Blog from Dec 05, 2012

 

Berkeley Lab's HPC Services consultant Yong Qin won the FX10 Championship hosted by Kyushu University at SC12 last month.

The FX10 championship is a competition for performance efficiency on your own code on 12 compute nodes of Fujitsu PRIMEHPC FX10, a  commercial version of the K-computer (#3 of the TOP500 November 2012 list) equipped with the SPARC64(TM) IXfx processor and Tofu interconnect. Contestants submitted their codes to the Kyushu University staff and it was subsequently compiled and profiled to measure efficiency. The person with the highest efficiency wins.

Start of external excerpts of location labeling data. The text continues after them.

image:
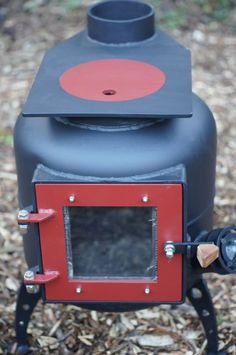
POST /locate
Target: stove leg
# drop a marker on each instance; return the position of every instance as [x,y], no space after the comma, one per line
[25,305]
[200,298]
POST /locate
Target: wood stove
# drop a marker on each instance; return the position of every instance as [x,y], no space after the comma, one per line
[116,171]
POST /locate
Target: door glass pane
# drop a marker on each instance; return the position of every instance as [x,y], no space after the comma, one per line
[111,242]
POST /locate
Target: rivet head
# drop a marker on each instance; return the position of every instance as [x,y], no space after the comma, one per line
[78,289]
[145,198]
[29,275]
[169,250]
[72,198]
[23,214]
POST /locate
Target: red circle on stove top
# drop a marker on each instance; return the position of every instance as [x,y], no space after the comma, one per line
[112,80]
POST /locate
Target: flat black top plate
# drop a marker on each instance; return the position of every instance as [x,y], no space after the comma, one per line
[174,99]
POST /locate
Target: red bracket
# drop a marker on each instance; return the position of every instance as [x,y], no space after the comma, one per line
[45,278]
[39,217]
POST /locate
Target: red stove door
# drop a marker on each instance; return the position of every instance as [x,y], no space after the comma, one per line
[106,241]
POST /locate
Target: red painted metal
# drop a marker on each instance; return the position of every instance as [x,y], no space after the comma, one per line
[43,278]
[167,198]
[112,80]
[39,217]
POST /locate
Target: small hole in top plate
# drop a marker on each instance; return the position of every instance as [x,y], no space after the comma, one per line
[109,92]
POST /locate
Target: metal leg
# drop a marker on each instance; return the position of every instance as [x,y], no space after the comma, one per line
[25,305]
[200,298]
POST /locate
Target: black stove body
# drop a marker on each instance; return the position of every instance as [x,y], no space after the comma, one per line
[116,171]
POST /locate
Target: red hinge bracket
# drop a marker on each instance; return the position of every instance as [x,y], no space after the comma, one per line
[24,217]
[39,279]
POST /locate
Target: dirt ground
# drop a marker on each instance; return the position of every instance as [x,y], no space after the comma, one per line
[58,329]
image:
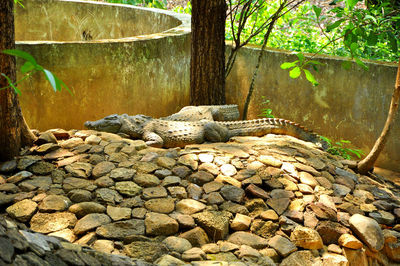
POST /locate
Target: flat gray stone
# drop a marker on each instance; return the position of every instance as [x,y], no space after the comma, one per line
[121,229]
[368,230]
[91,221]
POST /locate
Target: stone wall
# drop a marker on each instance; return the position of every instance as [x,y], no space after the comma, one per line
[149,74]
[348,104]
[131,74]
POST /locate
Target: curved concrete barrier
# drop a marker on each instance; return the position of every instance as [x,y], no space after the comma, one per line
[115,59]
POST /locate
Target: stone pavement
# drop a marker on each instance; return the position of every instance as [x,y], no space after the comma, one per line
[94,198]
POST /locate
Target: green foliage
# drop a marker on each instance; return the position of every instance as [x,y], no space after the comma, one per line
[162,4]
[19,2]
[300,65]
[341,148]
[185,10]
[266,112]
[29,68]
[375,32]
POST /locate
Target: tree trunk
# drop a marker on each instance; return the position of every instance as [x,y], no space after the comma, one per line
[14,133]
[367,164]
[207,66]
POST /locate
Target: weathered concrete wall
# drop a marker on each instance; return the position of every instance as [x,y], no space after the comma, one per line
[50,20]
[348,104]
[146,74]
[118,72]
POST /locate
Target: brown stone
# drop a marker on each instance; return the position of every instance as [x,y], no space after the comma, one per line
[350,241]
[197,237]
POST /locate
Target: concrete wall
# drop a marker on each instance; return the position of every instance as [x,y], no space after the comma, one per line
[146,74]
[117,72]
[348,104]
[46,20]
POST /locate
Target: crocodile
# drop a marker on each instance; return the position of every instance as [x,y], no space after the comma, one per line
[206,112]
[168,134]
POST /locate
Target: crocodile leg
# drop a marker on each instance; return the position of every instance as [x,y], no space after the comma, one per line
[153,139]
[215,133]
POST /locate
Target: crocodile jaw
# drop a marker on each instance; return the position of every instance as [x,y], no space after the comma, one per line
[110,124]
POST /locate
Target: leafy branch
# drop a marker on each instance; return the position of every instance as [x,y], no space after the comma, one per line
[28,69]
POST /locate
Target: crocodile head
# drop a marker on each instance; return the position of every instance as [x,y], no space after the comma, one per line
[111,124]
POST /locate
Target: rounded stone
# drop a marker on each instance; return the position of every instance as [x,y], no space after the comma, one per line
[52,222]
[22,210]
[102,168]
[161,205]
[128,188]
[350,241]
[91,221]
[306,238]
[228,170]
[368,230]
[83,208]
[160,224]
[177,244]
[54,203]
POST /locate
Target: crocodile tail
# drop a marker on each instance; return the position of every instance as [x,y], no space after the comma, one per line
[261,127]
[228,112]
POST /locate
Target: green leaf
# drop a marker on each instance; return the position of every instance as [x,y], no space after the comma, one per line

According to Professor Keiichiro FUKAZAWA of Kyushu University, any code with an efficiency better than 10% is good. The application that Yong brought in was a code highly optimized for undulator radiation spectrum calculation that we collaborate with the Advanced Light Source (US) and Hiroshima Synchrotron Radiation Center (Japan).  The code achieved an astonishing 53% efficiency. The 2nd place winner was only able to reach a 20% efficiency.

Yong attributes his ability to win based on his efforts to greatly reduce the memory footprint and to optimize the code with advanced parallelization techniques. It also helped that he developed this code to run on the newly available 37TF 108-node Lawrencium LR3 cluster which is equipped with 16 Intel Sandybridge processor cores per node - the same number of cores as on the FX10 nodes.

At first glance, the contest organizers thought that Yong had written a benchmark type of code to use up the processors, but once Yong explained his methods, they declared him the overall winner. Next year, Yong hopes to do even better after he has had a chance to further optimize his code.